I shake my head. "No! It wasn't like that. I was somewhere that I should not have been." I look away from him. "It was all over the local news. Did you hear about the recent school shooting the other day?"
"Yeah, we actually watched something about it on the news."
"That was the school that I went to."
"Seriously...wow...that's crazy."
"The boy was Anthony Harper, he lost it because his mom and sister died in a bad fire...his dad is in jail..."
"What does this have to do with you?"
"Everything..."
"He is the one who hurt you?"
I nod my head. "Partly, he left me in the corn field to die. I didn't, he was coming back for me but I had the wreck and my dad made me stay home for the day. If I had been there he would have killed me."
"You really think he would have?"
"I don't think, I know it. Someone posted a clip of him yelling in the hallway for me. He ended up shooting himself."
"That's pretty messed up. It's a good thing you wasn't there that day."
"Yeah..." I snuggle up into his chest to let him comfort me as I whimper. I don't tell him anything else. Only because I don't want him to see me as some kind of tease, a slut as they call it back at home. Just because you prance around in a cheer outfit doesn't make you one.
Well some of the girls are that way but I wasn't. I loved cheer. I loved everything about it and since I had the perfect boyfriend there was no need in me flirting with others. And if people though that is why caused all the shit that went down that night they are so wrong. I never asked for any of it to happen.
That night I take my two pills and whatever they were it knocked me out. I slept all night not being able to recall anything that I dreamed about, hell maybe I didn't even dream anything.
Clara greats me early in the morning and walks with me to the cafeteria. While I go get in line she walks over to where the other nurses are.
Raine jumps in line right behind me. "Good morning."
I turn to look at him and he is smiling ear to ear. I can't help but smile back at him.
"You look like you slept good last night."
"I did. I think, yeah I guess I did." I add a scoop of eggs and grab a few slices of bacon to my tray. I get ready to walk over to the table and he grabs the tray from me without saying a word. We all sit down at the same table. This group doesn't talk too much in the mornings, half of everyone looks half dead I guess getting off whatever meds they are on.
After we get done eating he takes my tray for me again and then we walk to music class. "So, how is your song coming along?"
"Ehhh."
"Come on it can't be that bad."
"I actually don't even have anything."
"Seriously, you haven't written anything. I saw you writing. Come on you have to have a least have a few words down."

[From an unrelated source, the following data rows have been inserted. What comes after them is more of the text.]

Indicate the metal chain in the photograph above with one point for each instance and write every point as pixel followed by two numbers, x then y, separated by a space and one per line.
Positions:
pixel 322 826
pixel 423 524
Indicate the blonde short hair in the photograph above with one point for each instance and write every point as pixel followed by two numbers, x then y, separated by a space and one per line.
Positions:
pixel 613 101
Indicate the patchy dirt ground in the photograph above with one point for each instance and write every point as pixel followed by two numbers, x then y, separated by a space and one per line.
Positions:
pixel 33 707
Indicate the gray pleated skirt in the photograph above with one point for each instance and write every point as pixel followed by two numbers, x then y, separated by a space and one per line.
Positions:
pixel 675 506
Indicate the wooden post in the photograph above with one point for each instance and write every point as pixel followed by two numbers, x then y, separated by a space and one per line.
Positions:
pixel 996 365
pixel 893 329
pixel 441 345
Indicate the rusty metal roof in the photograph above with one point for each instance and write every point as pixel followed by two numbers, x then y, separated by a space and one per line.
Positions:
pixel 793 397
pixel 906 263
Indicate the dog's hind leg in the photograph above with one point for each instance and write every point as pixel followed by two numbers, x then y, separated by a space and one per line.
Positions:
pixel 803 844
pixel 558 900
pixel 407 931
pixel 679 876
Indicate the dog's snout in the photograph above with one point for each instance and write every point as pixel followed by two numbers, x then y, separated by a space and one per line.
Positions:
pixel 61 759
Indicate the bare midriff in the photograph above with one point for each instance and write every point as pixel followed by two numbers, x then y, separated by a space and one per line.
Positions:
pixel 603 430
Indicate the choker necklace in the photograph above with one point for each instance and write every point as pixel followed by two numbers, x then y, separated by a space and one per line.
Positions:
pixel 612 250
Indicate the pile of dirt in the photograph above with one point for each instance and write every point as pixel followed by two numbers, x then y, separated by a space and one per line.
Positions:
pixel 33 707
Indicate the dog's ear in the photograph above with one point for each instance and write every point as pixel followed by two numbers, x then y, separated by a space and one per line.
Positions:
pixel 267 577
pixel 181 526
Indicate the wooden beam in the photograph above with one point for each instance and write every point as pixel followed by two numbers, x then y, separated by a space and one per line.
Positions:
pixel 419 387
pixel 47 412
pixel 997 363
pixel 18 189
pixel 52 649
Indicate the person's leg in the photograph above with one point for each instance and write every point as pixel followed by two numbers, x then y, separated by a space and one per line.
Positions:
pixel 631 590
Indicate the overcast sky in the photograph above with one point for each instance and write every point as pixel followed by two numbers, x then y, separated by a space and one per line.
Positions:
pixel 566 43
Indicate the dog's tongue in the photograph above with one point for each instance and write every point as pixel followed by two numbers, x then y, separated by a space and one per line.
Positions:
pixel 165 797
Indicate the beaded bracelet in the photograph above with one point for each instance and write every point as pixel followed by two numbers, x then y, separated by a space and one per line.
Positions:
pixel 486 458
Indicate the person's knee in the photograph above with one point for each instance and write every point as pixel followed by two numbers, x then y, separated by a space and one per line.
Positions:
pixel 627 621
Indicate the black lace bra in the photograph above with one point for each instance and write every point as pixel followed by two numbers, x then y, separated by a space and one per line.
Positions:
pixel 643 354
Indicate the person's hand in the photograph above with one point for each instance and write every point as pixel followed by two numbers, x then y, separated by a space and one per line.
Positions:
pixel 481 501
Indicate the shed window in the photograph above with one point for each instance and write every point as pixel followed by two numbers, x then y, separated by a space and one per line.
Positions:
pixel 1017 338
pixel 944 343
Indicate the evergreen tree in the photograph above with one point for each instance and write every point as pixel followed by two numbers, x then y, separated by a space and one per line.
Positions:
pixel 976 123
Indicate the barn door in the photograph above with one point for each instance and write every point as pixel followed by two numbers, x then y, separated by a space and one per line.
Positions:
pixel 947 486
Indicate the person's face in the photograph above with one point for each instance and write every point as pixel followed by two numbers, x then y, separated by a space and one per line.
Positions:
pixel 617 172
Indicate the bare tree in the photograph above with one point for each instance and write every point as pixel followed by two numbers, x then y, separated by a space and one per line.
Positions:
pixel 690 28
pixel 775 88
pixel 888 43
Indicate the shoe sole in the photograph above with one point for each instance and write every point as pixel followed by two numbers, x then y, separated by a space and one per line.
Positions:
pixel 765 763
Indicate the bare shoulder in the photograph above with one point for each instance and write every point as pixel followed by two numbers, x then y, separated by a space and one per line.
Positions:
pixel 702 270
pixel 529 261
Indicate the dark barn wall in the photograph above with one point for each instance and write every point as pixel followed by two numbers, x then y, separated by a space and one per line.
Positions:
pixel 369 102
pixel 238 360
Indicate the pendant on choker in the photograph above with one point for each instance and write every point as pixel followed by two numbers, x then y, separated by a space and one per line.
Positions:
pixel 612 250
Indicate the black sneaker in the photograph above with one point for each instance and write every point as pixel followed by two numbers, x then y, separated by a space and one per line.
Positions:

I open up the notebook to reveal my doodles. He looks down at me and shakes his head.
"It's just harder than I thought it would be ok...don't judge me."
"I'm not but what are you going to sing? Everyone has to do a little something."
"I don't know, hopefully by the time he calls on me I will have something." I go sit over by the window while he goes and gets his guitar. I watch as he plays and wonder if he is only playing or if he is actually going to sing along with it.
I play around with words trying to make something out of nothing. Words...they all jumble around in my head and on the paper, nothing even really makes any sense.